Only one thing: if you were to judge the American literary scene from the last half century or more on the basis of what you see and hear about in this movie, you would think it populated with almost no exception by men. All the literary people interviewed are men; only two - no three - women writers are mentioned: Harper Lee, Margaret Mitchell and Emily Bronte. This is not really a criticism, just an observation, but - just saying.

Comments

( 9 comments — Leave a comment )
dsgood
Sep. 3rd, 2007 06:16 am (UTC)
Barnes & Noble.com - Dow Mossman - Books: Meet the Writers
Dow Mossman published his first novel, a coming-of-age tale called The Stones of Summer, in 1972 and was never heard from again. Until now.
www.barnesandnoble.com/writers/writerdetails.asp?cid=960883 - 40k - Cached - Similar pages - Filter - History

The Lost Books Club
Dow Mossman was raised in Iowa. He completed The Stones of Summer, his debut novel, in his mid-twenties and subsequently disappeared from the publishing ...
www.lostbooksclub.org/sos_main.php - 8k - Cached - Similar pages - Filter - History
intertext
Sep. 3rd, 2007 02:44 pm (UTC)
Yes - it's great that the book has actually been reprinted on the basis of this movie, and now when you Google Mossman you can find something!
lidocafe
Sep. 3rd, 2007 06:20 am (UTC)
Cool! I'm so glad you saw and liked this film. I saw it when it first came out on DVD more than a year ago, and I loved it too, but whenever I mentioned it to people, they gave me a kind of blank stare. Wrong people, perhaps. A film about reading--a rare thing. A good film about reading--a rare thing.
intertext
Sep. 3rd, 2007 02:50 pm (UTC)
I should have known YOU would have not only heard of it but seen it :) Obviously, I never thought to ask you about it when I was trying to remember what it was called. Perhaps it's only recently that I'm learning to appreciate and be humbled by your phenomenal movie knowledge!

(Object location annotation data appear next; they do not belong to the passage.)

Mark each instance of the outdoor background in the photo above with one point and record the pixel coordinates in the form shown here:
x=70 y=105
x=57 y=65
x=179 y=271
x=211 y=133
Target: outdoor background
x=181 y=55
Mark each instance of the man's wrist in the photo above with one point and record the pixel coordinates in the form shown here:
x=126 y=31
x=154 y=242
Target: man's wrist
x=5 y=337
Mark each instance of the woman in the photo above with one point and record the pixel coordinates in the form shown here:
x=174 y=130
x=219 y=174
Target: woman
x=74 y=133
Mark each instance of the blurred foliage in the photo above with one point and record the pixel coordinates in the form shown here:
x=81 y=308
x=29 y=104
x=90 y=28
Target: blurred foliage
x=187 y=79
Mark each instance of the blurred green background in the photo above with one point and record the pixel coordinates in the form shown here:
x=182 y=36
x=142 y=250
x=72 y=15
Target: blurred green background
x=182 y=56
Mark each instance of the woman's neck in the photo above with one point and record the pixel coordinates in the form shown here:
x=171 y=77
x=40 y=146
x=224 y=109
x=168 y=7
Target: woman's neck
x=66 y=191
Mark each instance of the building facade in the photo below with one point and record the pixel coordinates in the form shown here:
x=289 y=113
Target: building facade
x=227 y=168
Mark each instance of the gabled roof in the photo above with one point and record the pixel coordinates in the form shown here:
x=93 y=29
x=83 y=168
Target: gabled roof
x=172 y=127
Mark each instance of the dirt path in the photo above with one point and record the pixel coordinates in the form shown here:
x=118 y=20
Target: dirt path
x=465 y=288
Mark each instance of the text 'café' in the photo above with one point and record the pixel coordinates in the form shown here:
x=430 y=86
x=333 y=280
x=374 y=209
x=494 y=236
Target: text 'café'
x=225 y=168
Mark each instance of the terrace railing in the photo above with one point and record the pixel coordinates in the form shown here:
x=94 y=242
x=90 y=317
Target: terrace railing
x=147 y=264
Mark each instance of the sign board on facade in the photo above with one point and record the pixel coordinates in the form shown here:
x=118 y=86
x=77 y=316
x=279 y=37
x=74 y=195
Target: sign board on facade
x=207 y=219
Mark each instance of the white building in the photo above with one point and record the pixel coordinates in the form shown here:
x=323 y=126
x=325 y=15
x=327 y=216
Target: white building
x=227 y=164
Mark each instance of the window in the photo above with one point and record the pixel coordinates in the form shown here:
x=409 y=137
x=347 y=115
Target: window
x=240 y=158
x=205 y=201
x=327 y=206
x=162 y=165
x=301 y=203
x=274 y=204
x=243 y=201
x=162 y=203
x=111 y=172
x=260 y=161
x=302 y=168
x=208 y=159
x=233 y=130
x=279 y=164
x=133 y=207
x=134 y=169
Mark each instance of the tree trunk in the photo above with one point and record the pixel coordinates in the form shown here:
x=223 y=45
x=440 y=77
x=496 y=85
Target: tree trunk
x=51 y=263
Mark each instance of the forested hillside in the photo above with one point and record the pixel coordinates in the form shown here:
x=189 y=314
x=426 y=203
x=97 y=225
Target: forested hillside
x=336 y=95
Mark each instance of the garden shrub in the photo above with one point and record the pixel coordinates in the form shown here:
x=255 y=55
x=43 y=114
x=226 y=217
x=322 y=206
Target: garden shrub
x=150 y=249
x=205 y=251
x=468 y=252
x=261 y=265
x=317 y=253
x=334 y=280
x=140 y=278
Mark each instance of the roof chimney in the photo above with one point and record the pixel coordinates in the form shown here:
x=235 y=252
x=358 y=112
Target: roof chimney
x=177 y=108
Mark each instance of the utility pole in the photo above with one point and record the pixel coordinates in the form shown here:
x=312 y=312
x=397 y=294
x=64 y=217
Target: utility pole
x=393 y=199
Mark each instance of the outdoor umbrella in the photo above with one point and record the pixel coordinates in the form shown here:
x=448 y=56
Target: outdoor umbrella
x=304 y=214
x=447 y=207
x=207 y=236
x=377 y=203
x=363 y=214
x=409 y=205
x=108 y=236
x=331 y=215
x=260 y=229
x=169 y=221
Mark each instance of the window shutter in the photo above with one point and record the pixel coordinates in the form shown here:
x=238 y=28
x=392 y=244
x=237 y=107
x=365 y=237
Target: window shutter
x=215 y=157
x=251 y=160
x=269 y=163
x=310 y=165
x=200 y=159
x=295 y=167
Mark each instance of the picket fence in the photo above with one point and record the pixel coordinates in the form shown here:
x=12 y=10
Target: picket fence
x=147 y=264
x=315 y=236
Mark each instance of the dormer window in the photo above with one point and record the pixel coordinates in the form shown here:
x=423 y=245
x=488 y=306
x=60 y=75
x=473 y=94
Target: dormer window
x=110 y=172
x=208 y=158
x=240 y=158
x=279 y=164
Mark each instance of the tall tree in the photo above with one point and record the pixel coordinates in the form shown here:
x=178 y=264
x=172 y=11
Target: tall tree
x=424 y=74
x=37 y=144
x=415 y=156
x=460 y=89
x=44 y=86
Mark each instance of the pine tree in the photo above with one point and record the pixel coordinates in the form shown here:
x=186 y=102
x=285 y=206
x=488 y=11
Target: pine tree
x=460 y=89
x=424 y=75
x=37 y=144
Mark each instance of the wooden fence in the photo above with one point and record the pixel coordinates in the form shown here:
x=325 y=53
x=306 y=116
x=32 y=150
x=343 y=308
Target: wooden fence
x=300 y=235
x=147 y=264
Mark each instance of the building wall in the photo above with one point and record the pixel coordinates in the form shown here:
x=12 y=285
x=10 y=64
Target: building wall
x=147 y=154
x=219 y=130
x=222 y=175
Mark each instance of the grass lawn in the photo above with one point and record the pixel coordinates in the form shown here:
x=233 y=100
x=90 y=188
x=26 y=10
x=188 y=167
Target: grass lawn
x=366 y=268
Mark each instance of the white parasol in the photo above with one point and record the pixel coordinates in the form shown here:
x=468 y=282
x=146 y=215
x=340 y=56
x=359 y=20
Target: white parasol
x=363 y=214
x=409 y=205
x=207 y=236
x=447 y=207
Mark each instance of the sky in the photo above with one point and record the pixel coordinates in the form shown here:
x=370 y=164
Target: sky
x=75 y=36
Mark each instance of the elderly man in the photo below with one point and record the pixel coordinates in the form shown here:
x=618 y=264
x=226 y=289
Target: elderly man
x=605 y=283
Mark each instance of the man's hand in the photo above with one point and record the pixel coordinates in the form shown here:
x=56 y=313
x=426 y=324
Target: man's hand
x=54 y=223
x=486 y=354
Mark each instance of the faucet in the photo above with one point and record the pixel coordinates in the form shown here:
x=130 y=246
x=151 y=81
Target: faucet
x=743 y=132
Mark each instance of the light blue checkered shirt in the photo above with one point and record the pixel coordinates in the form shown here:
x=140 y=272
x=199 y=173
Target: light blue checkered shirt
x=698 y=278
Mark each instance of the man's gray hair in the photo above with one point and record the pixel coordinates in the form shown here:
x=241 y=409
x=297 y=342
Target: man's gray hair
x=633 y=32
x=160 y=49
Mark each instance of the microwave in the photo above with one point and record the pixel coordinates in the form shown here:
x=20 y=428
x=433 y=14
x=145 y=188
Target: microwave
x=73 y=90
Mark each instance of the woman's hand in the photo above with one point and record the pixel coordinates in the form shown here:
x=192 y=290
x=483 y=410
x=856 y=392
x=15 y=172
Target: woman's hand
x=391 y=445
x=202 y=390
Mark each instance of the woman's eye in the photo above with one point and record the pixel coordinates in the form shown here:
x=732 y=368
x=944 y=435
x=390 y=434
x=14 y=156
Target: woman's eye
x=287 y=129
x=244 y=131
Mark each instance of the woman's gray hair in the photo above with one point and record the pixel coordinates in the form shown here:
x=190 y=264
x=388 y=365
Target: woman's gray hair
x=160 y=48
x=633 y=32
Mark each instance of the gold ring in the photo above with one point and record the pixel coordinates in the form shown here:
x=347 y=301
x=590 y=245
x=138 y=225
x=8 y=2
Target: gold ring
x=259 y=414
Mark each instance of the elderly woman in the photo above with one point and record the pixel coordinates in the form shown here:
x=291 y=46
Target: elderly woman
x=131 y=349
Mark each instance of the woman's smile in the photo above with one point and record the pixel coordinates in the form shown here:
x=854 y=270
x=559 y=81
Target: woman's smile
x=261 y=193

Did you notice that Maleness thing that I commented on, though?
lidocafe
Sep. 3rd, 2007 09:01 pm (UTC)
Not just maleness, but a particular sort of maleness, a certain american identity that excludes quite a lot. Not sure how much I noticed it at the time, but I do remember thinking that this was a story about that particular trend in american literature of the disaffected yet relatively enfranchised man.
lady_schrapnell
Sep. 3rd, 2007 06:44 am (UTC)
That sounds wonderful, and probably I'd never have heard of it over here, as it doesn't seem to have been released this side of the Pond. Now to track down a copy somewhere...
intertext
Sep. 3rd, 2007 02:48 pm (UTC)
According to the imdb, you can purchase it on dvd from Amazon UK. Whether you'll be able to find a copy to rent is another question, of course!
lady_schrapnell
Sep. 5th, 2007 07:03 am (UTC)
Oh thanks - I checked sendit.com and gave up when they didn't have it. I think rental is unlikely but it sounds like the kind of thing my mother would love too, so buying is okay.
penmage
Nov. 4th, 2007 11:10 pm (UTC)
This is very late, I know, but I have a tendancy, when I discover a journal that is well-written and interesting, to go back and read old entries (especially when I'm procrastinating.)

Anyway, have you read The Shadow of the Wind by Carlos Ruiz-Zafon? It's a gorgeous book, with similar themes to the movie you described, and I suspect that you'd like it a lot. I stumbled across it by accident, and it took my breath away.